The following text accompanies Victoria Lomasko’s installation and cycle of drawings presented during steirischer herbst ’18 – Volksfronten.

As a child, I often stayed at my grandmother’s house at the intersection of Chernyshchevsky and Karl Marx Street. In the “beautiful corner” (icon corner), there hung a sooty icon with an image of Christ, but as a good Oktyabrenok (pre-Pioneer). I thought that this was yet another picture of Lenin. Like most people her age, my grandmother was supposed to be a communist, but on Easter she would decorate eggs and bring home holy water from church.
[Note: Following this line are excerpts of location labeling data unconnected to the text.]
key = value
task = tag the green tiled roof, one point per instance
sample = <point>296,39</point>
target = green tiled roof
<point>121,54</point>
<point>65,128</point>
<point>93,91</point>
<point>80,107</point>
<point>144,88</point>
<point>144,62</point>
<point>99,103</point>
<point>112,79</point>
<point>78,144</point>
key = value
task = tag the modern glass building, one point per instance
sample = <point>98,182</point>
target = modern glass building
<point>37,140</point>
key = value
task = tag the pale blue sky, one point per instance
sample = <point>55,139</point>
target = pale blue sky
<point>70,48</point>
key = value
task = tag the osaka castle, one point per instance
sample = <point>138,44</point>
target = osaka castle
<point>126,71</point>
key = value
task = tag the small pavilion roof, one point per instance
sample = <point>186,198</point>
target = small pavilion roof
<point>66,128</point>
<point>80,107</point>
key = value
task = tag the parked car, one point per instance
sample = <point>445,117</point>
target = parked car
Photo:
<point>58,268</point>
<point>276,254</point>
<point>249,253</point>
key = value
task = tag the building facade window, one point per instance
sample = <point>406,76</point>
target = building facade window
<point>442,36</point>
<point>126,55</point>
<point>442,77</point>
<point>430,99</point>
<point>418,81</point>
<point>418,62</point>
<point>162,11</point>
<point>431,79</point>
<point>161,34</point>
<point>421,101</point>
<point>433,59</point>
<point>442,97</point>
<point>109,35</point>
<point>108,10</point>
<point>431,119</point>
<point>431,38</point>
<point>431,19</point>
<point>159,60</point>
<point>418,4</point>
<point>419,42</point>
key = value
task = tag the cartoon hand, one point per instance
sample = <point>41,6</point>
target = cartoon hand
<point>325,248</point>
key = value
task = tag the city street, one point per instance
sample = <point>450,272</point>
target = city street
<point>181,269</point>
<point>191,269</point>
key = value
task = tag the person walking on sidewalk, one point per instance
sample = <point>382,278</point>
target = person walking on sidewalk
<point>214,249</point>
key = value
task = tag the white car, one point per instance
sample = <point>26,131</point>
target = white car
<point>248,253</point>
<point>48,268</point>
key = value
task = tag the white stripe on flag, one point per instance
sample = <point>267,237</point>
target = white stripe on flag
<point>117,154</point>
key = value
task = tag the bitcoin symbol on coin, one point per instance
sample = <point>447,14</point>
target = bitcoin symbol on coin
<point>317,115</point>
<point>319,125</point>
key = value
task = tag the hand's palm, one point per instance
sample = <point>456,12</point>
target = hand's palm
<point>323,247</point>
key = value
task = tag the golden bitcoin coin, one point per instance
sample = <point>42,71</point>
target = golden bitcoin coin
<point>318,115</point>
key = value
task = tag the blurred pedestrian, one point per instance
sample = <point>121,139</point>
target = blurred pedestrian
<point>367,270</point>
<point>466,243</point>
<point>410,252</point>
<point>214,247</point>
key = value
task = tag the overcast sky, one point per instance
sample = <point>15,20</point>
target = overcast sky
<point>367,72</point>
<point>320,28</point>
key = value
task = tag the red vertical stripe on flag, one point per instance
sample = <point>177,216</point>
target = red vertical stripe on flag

Like other children, I quickly grasped the grown-up verbal and visual cues: there is something like a people, and that’s us. But the people should be controlled by some higher power, it could be Jesus Christ, the Czar, or Grandfather Lenin and the great Communist party. Or now President Putin and United Russia. Our intimate lives go on—we are born, get married, have children, bury our parents, and die, without ever influencing anything. Some higher power decides what we should believe in and what we should die for.

Back then, when my grandmother and I would walk down Karl Marx Street, trees grew on the ruins of the church, there were working factories all around. Now, the factories are in ruins, and the church has been restored like a toy. That was the decision of some higher power, and not of the people.

The earliest interiors of post-Soviet churches were a lot like rooms in Soviet Palaces of Culture. The furniture was made of varnished plywood, icons were hung like photos on Honor Rolls, the icons themselves were printed like propaganda posters. This is what the restored church on Karl Marx Street is like. I think we ourselves could appear in such a church in place of the icons, the people, always invisible, a product of post-Soviet society and Russian-Orthodox-patriotic propaganda: factory workers and protesters, skinheads and migrants, lesbians and old women from the provinces, judges and inmates, Putinists and liberals, believers and atheists.